Comparative work helps locate LeanSearch within the broader retrieval landscape. TheoremGraph reports that its name-and-signature representation with one-hop graph expansion reaches Recall@10 of 0.775 on MathlibQR fair-810, within 0.5 percentage points of LeanSearch v2’s reranked Recall@10 of 0.780, but without an LM reranker. The same study notes that LeanSearch v2’s full system still leads on fine-grained ranking, with nDCG@10 of 0.623, whereas the graph-based alternatives reach 0.548–0.558 without reranking (Kurgan et al., 24 Jun 2026). Lean Finder, which is explicitly trained on synthesized user-intent queries and preference data, reports Recall@1 of 64.2 on informalized statements versus 49.2 for Lean Search, 54.4 versus 47.1 on synthetic user queries, and a user-study Top-3 rate of 81.6% versus 56.9% for Lean Search (Lu et al., 8 Oct 2025).
These comparisons indicate that LeanSearch occupies two roles simultaneously: a competitive benchmarked retriever in its own right, and an infrastructural substrate on top of which other systems measure advances in user-intent modeling, graph-aware expansion, or agentic reasoning.
6. Limitations and directions of development
The original Archon paper leaves several methodological details unspecified.
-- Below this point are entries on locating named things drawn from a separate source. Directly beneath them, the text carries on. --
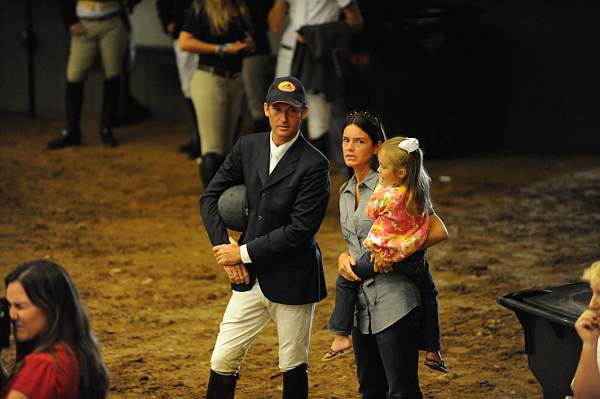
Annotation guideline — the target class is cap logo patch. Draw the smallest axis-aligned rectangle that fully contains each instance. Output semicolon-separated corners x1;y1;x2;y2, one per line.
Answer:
277;80;296;93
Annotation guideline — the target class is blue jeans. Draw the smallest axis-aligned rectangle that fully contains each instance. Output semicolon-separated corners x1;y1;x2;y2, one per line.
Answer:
352;308;423;399
328;251;440;352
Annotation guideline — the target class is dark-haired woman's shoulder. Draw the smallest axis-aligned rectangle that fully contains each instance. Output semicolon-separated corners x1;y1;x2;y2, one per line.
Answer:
7;344;79;399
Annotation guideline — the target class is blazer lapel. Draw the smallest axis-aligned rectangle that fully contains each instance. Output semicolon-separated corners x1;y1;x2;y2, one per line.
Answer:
262;135;305;190
256;133;271;186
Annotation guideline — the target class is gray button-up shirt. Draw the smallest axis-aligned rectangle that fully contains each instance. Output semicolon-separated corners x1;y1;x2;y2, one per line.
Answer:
340;171;421;334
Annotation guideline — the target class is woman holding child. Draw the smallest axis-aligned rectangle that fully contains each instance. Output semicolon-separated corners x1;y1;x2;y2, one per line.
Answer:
323;111;448;399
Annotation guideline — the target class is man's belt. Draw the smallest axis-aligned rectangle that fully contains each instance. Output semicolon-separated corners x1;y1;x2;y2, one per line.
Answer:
198;64;240;79
79;10;121;22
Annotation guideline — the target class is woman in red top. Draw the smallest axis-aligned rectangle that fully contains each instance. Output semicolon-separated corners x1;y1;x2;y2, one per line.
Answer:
1;260;108;399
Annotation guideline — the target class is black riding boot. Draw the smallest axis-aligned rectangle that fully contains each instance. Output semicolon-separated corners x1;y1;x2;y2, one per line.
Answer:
200;152;225;188
47;82;83;150
206;370;237;399
282;363;308;399
100;76;121;147
178;98;202;159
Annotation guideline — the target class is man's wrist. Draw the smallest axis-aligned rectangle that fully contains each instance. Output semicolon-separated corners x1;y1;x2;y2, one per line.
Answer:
215;43;227;57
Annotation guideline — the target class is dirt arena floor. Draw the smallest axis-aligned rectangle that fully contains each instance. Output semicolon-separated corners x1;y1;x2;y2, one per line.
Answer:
0;116;600;399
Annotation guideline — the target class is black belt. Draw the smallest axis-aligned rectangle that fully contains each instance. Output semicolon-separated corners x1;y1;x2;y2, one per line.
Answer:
198;64;240;79
79;11;120;22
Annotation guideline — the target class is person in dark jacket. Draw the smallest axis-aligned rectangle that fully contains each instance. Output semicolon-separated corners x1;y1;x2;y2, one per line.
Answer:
200;76;330;399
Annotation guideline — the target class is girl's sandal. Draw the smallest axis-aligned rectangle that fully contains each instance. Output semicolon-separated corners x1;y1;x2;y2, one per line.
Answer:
424;359;448;373
321;347;352;362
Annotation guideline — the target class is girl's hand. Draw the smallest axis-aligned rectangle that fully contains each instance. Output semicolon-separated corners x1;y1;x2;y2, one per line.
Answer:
338;251;360;281
575;309;600;343
244;35;256;53
226;40;248;54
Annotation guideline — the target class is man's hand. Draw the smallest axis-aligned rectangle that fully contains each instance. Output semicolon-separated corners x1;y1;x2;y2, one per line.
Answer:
371;252;394;273
338;251;360;281
575;309;600;343
213;237;242;266
223;263;250;284
69;22;87;36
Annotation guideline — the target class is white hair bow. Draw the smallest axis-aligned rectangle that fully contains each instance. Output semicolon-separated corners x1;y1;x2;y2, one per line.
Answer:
398;137;419;154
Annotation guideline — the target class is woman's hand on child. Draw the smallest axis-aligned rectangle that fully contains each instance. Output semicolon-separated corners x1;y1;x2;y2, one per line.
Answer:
371;253;394;273
575;309;600;343
338;251;360;281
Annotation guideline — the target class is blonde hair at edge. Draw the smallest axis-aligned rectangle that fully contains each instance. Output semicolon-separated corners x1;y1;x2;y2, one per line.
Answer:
194;0;249;34
377;136;432;214
581;260;600;281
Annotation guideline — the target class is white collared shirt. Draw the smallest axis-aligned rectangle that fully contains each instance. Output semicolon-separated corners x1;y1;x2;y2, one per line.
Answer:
240;130;300;263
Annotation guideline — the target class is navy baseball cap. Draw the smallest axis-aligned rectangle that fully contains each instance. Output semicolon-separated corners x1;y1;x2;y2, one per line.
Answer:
266;76;306;107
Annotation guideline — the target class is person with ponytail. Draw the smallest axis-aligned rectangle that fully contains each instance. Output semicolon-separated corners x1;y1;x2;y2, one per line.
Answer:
322;110;448;399
1;260;109;399
179;0;256;188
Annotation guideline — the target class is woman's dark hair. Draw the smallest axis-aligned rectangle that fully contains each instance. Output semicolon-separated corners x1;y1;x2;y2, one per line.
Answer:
344;110;386;145
4;259;109;399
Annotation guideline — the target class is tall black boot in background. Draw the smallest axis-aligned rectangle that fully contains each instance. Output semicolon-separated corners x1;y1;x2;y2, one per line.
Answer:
178;98;202;159
200;152;225;188
282;363;308;399
100;76;120;147
206;370;237;399
46;82;83;150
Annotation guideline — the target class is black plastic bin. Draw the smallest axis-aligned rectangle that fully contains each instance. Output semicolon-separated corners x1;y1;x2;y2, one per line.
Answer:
497;283;592;399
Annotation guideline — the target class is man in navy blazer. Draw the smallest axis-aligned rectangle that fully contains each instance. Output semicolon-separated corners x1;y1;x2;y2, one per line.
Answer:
200;76;330;399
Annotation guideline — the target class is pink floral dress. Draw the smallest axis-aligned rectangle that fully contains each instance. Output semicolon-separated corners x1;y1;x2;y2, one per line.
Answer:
364;184;429;262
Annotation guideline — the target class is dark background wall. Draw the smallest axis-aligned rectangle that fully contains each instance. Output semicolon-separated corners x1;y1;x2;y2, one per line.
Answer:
0;0;600;152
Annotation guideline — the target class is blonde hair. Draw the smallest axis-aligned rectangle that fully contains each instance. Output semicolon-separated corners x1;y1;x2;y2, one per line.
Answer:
581;260;600;281
377;136;432;214
193;0;249;35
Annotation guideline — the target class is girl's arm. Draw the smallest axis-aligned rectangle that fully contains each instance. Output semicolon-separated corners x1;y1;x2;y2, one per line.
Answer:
420;213;448;249
573;309;600;399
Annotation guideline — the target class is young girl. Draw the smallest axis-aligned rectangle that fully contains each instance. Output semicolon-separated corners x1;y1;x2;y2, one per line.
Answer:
322;137;448;372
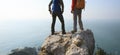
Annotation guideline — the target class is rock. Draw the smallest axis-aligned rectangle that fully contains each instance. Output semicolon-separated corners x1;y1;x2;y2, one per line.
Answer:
39;30;95;55
9;47;37;55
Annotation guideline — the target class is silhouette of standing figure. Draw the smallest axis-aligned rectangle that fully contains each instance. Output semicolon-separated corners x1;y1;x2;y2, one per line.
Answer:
71;0;85;33
49;0;66;35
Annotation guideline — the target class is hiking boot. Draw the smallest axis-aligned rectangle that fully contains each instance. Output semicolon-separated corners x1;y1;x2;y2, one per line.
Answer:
62;31;66;34
51;32;55;35
71;30;77;33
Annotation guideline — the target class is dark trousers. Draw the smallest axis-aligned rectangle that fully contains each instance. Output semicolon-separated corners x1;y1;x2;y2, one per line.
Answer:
51;12;65;34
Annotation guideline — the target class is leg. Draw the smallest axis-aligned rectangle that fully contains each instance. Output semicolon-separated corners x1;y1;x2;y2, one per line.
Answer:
58;13;66;34
73;11;77;32
51;13;56;35
78;10;84;30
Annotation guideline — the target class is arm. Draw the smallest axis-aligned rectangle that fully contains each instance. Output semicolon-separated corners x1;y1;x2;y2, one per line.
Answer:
48;0;52;14
60;0;64;13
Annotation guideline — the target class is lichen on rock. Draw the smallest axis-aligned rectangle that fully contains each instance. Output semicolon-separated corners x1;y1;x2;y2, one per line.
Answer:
39;29;95;55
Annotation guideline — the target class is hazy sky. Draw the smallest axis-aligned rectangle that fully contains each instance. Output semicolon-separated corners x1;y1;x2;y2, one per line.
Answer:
0;0;120;19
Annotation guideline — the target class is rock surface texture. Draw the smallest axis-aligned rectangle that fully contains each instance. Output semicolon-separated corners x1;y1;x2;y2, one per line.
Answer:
38;30;95;55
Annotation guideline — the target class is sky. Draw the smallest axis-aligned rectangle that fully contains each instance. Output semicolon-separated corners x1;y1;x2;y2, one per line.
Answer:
0;0;120;20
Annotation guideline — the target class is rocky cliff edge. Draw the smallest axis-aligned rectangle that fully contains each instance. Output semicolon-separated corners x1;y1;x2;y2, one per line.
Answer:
38;29;95;55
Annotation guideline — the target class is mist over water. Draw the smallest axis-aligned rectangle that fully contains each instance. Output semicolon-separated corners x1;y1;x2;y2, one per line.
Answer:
0;19;120;55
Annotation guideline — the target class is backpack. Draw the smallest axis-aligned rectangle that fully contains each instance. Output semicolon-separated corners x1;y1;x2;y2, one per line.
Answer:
76;0;85;9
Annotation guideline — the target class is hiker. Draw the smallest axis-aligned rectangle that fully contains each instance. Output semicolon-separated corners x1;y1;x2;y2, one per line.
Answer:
71;0;85;33
49;0;66;35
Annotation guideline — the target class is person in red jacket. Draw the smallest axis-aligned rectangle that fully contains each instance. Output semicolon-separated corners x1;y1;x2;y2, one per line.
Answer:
71;0;84;33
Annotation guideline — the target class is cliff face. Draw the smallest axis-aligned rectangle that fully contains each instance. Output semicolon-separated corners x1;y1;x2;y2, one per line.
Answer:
39;30;95;55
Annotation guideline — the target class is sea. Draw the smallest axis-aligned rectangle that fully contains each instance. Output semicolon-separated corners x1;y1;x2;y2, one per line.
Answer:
0;18;120;55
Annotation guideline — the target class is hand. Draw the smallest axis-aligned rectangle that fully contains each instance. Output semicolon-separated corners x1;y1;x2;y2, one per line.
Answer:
61;11;64;14
49;10;52;14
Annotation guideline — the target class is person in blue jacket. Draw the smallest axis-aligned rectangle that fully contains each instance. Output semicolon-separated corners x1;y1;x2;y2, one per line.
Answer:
49;0;66;35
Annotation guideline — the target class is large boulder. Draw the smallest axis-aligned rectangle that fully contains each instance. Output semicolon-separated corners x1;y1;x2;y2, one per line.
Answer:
39;30;95;55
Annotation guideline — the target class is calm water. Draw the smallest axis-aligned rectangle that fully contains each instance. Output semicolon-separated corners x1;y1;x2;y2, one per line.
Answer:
0;19;120;55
It does not publish training procedures, scoring functions, or ranking metrics for LeanSearch itself, and explicitly states that the paper does not report quantitative retrieval metrics. It also notes concrete failure modes: type mismatches between retrieved lemmas and local goals, overly generic lemmas that complicate unification, distribution shift across Mathlib versions, and coverage gaps when Mathlib lacks required infrastructure, as in parts of Krull domain theory (Ju et al., 4 Apr 2026).
LeanSearch v2 makes the retrieval pipeline much more explicit, but its limitations are also more sharply delimited. The evaluation is restricted to Lean 4/Mathlib; downstream experiments use a minimal reflection workflow proving one theorem at a time; and highly compositional goals still fail when sketches do not align with existing interfaces. Reasoning mode also increases inference-time cost because it adds sketch generation, filtering, and judging on top of dense retrieval. The paper identifies better sketch generation, corpus enrichment, joint training, multi-hop retrieval, and tighter integration with tactic synthesis as future directions (Gao et al., 13 May 2026).
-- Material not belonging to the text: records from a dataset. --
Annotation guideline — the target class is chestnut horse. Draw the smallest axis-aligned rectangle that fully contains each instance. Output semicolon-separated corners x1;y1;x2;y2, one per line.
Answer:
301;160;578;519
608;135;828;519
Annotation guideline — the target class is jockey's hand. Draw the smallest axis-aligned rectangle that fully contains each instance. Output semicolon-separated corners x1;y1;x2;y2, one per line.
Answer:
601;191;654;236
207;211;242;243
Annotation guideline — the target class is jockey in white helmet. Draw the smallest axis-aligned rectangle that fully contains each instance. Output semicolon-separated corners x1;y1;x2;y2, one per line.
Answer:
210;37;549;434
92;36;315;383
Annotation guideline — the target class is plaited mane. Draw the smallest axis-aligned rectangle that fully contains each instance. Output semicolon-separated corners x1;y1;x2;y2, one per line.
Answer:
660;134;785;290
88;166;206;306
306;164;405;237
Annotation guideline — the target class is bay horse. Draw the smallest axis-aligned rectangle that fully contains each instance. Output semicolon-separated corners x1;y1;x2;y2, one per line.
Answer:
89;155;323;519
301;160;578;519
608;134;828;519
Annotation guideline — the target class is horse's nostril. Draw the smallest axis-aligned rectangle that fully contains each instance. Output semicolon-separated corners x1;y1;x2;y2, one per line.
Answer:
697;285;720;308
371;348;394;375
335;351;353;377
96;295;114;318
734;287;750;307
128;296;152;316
Related systems make these limitations more visible by contrast. TheoremGraph shows that fixed embeddings plus name-and-signature representations and one-hop graph expansion can almost match LeanSearch v2’s Recall@10 without an LM reranker, while Lean Finder shows that explicit modeling of mathematicians’ intents yields large gains on real-user-style queries (Kurgan et al., 24 Jun 2026, Lu et al., 8 Oct 2025). This suggests that the current research frontier is no longer only semantic matching of isolated declarations. It increasingly involves representation choice, graph structure, user-intent alignment, and the coupling between retrieval, proof planning, and elaboration.
LeanSearch therefore names both a concrete family of retrieval systems and a continuing research program in formal mathematical search: retrieving the right declaration in the right environment, at the right granularity, and in a form that an automated or interactive prover can immediately exploit.